Thursday, December 25, 2008

Christmas in the Carribean

Spending this week in Vieques (a small island off the coast of Puerto Rico) with my family, I have started to realize how much the media and society pushes the commercial view of Christmas. As I woke up this morning, no snow on the ground, no Christmas tree, no exorbitant pile of needless crap wrapped in gaudy paper and it made me feel like this was... Thursday... nothing more. Nothing is different from any other day here, the waves are still playing tag with the shoreline, the birds still float in the air like kites and the sun continues to play peek-a-boo with the clouds. Other than the "Contemporary Holiday Hits" playing on the Sirius XM Radio there is no sign of Christmas, no sign of commemorating the birth of Christ, no Three Kings, no Angel of the Lord appearing to shepherds watching their flock, no plastic nativity scene with Joseph wearing a pink sash. Nothing.

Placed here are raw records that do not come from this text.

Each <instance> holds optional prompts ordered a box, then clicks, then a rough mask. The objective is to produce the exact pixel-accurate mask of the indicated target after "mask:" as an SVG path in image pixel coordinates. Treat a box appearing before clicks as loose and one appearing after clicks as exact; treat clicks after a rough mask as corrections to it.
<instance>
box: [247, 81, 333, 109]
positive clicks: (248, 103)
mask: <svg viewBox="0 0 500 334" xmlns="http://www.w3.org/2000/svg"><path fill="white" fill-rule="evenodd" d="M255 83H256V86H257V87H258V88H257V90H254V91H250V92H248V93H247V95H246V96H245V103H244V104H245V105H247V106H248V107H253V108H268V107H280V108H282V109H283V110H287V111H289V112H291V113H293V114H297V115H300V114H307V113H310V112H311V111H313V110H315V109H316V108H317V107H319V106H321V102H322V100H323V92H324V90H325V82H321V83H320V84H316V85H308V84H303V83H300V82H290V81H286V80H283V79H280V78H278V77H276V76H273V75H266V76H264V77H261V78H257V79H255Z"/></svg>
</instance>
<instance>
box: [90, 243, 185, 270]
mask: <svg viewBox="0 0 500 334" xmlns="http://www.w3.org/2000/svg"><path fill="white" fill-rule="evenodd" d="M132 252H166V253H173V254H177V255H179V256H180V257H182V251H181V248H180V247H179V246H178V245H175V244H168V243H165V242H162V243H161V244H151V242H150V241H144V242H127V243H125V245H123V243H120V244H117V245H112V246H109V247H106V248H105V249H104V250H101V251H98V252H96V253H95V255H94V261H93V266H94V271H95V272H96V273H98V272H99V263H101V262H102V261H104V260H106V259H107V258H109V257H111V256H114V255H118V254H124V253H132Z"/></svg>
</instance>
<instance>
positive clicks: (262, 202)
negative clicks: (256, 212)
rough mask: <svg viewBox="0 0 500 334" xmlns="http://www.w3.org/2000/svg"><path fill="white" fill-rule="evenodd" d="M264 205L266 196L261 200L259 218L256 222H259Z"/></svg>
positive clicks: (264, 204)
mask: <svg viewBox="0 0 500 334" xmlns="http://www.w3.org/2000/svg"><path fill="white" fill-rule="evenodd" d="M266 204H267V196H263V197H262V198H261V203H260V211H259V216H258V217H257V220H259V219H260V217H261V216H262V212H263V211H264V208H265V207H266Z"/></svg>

I have always been in a setting where Christmas (well, the commercial representation of it anyway) dominated everything from Thanksgiving until the we discard the season on the curb with the rest of the trash on December 26th. This year is different, strip away the glitz and hubbub drummed up by societal pressures to buy into yet another superficial season and all you have is life. Unchanged, unfazed, unabashed life.

I have never felt closer to the true meaning of Christmas.

Although I hate cliche's like that, I will stomach it for this example. Life goes on uninterrupted, God goes on as He always has, since the moment in the Mountains of the Middle East where Moses' inquiry elicits a response from God. "Tell them 'I am' has sent you". God tells Moses to tell his people that the One who has always been and always will be has sent him.

Amazing.

God always has been and always will be. Just like the waves on the beach, a seemingly endless ebb and flow. A constant song in the background, a timeless reminder that like the movements of the ocean, God is. God was. God will always be.